Have you ever been restless because of an unresolved situation in your life?
What happens when you try to fix the problem without accepting the reality of it first? When I’m faced with problematic situations that cause me anxiety or fear, my gut impulse is to fix it as soon as possible. I want to say I’m sorry, buy a new one, talk it to death, run away for a while, or just ignore it.
Problem solving requires a lot of wisdom, courage, clarity and confidence. Ironically, when we first learn of a problem or create a problem, we’re not quite ready to solve it.
Decision-making is a process. And problem solving is all about making decisions.
This is a process of becoming aware, accepting what is, and then finally taking action.
Below is a reading I designed that leads you through the process.
Read it to yourself or to a friend. Leave a comment below letting me know how this has helped you. Or share your secrets to finding acceptance.

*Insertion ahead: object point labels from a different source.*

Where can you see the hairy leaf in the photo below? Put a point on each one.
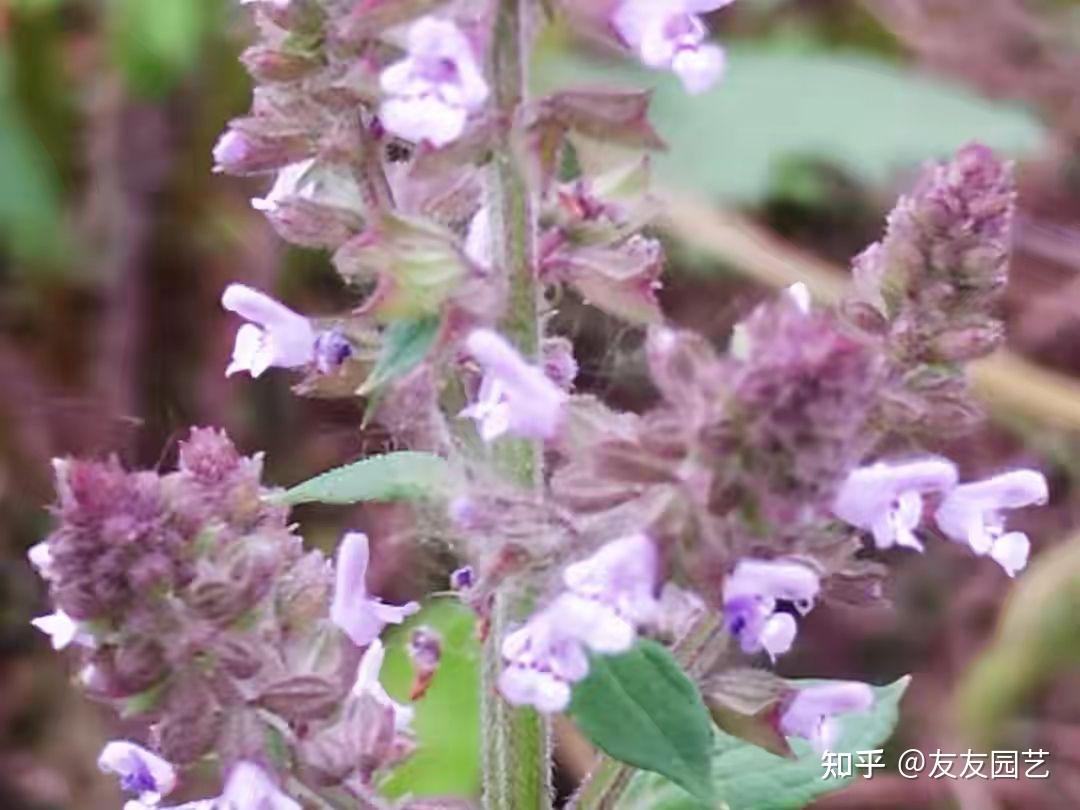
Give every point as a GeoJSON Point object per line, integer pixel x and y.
{"type": "Point", "coordinates": [394, 476]}
{"type": "Point", "coordinates": [747, 778]}
{"type": "Point", "coordinates": [642, 709]}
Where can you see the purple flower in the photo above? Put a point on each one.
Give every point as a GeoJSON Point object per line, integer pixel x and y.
{"type": "Point", "coordinates": [670, 35]}
{"type": "Point", "coordinates": [610, 594]}
{"type": "Point", "coordinates": [756, 598]}
{"type": "Point", "coordinates": [41, 557]}
{"type": "Point", "coordinates": [478, 237]}
{"type": "Point", "coordinates": [542, 660]}
{"type": "Point", "coordinates": [368, 684]}
{"type": "Point", "coordinates": [887, 499]}
{"type": "Point", "coordinates": [142, 772]}
{"type": "Point", "coordinates": [362, 617]}
{"type": "Point", "coordinates": [291, 181]}
{"type": "Point", "coordinates": [248, 787]}
{"type": "Point", "coordinates": [275, 335]}
{"type": "Point", "coordinates": [514, 396]}
{"type": "Point", "coordinates": [811, 713]}
{"type": "Point", "coordinates": [431, 92]}
{"type": "Point", "coordinates": [973, 514]}
{"type": "Point", "coordinates": [62, 630]}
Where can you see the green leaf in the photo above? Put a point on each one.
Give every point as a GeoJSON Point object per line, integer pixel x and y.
{"type": "Point", "coordinates": [30, 210]}
{"type": "Point", "coordinates": [157, 43]}
{"type": "Point", "coordinates": [867, 116]}
{"type": "Point", "coordinates": [747, 778]}
{"type": "Point", "coordinates": [642, 709]}
{"type": "Point", "coordinates": [394, 476]}
{"type": "Point", "coordinates": [446, 761]}
{"type": "Point", "coordinates": [405, 343]}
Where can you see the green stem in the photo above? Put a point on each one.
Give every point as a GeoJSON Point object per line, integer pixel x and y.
{"type": "Point", "coordinates": [516, 741]}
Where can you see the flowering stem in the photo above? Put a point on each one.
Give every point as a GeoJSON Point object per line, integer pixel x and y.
{"type": "Point", "coordinates": [697, 651]}
{"type": "Point", "coordinates": [516, 741]}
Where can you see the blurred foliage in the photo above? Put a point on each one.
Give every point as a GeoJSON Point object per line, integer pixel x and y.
{"type": "Point", "coordinates": [30, 207]}
{"type": "Point", "coordinates": [157, 43]}
{"type": "Point", "coordinates": [1037, 640]}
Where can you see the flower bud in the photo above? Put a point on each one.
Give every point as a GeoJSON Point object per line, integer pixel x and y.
{"type": "Point", "coordinates": [424, 650]}
{"type": "Point", "coordinates": [272, 65]}
{"type": "Point", "coordinates": [301, 698]}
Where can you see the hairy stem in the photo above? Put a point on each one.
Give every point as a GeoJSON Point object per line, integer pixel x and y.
{"type": "Point", "coordinates": [516, 741]}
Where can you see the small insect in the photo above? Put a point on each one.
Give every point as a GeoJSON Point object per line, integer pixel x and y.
{"type": "Point", "coordinates": [399, 151]}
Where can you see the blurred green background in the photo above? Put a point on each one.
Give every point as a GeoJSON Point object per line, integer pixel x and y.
{"type": "Point", "coordinates": [116, 241]}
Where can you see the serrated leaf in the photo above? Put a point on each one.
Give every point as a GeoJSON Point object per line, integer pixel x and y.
{"type": "Point", "coordinates": [747, 778]}
{"type": "Point", "coordinates": [744, 703]}
{"type": "Point", "coordinates": [394, 476]}
{"type": "Point", "coordinates": [405, 343]}
{"type": "Point", "coordinates": [758, 115]}
{"type": "Point", "coordinates": [640, 709]}
{"type": "Point", "coordinates": [446, 761]}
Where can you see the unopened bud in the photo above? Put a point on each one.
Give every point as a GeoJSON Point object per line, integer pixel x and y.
{"type": "Point", "coordinates": [301, 698]}
{"type": "Point", "coordinates": [424, 650]}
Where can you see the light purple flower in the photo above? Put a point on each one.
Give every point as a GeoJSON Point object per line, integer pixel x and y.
{"type": "Point", "coordinates": [433, 90]}
{"type": "Point", "coordinates": [292, 180]}
{"type": "Point", "coordinates": [478, 237]}
{"type": "Point", "coordinates": [755, 597]}
{"type": "Point", "coordinates": [514, 396]}
{"type": "Point", "coordinates": [62, 630]}
{"type": "Point", "coordinates": [670, 35]}
{"type": "Point", "coordinates": [886, 499]}
{"type": "Point", "coordinates": [974, 514]}
{"type": "Point", "coordinates": [610, 594]}
{"type": "Point", "coordinates": [142, 772]}
{"type": "Point", "coordinates": [811, 713]}
{"type": "Point", "coordinates": [368, 684]}
{"type": "Point", "coordinates": [542, 660]}
{"type": "Point", "coordinates": [248, 787]}
{"type": "Point", "coordinates": [362, 617]}
{"type": "Point", "coordinates": [274, 337]}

In my attempt to control chaos around me I imagine the thing I’m going to loose. Squeezing tighter only increases my unrest. I fear loss. But what is it that I’m afraid of loosing?
So here is what I tell myself.
I know that I’m going to be all right no matter what.
I try to accept what is. It’s painful to sit in the acceptance because I fear that if I accept what is, I will condone an intolerable situation and I will remain stuck. But sometimes I need to realize that I actually have 2 good choices in front of me. Not 1 bad choice and 1 good choice. I need to give myself permission to accept what is simply for what it is. My acceptance does not mean that I tolerate the intolerable. It means I see it for what it is.
Awareness – Acceptance – Action; this is the process of life. Each step requires a different kind of energy.
There’s a different kind of energy for coming to acceptance than there is for taking action. Yet I find that in my fear, I jump from awareness to action. Acceptance is often times about waiting and being still. And action is what has made me feel safe in the past.
If I want to accept what is, I can find a patch of my own that I can control in the mean time.
Waiting is painful and uncomfortable that’s why I need something other than my “big decision” to focus on. I will find that patch of life I can work on.
I have choices.
The amount of energy I use to deal with the thing I’ve not yet accepted, robs me of the energy I need to take action in the future.
It is in the resting and stillness of acceptance that I store up the energy I need to take the right action. Not action motivated by fear, but action born out of peace. Lack of acceptance fatigues me.
Acceptance preserves and restores me. Today, I can accept what is.
Brenda says
Thank you for this, Brianna. It’s expressed clearly and with great feeling. I sense a balance of head and heart in what and how you write.
Brianna Lamberson says
Thanks Brenda! And thank you for the additional info. I took that into consideration.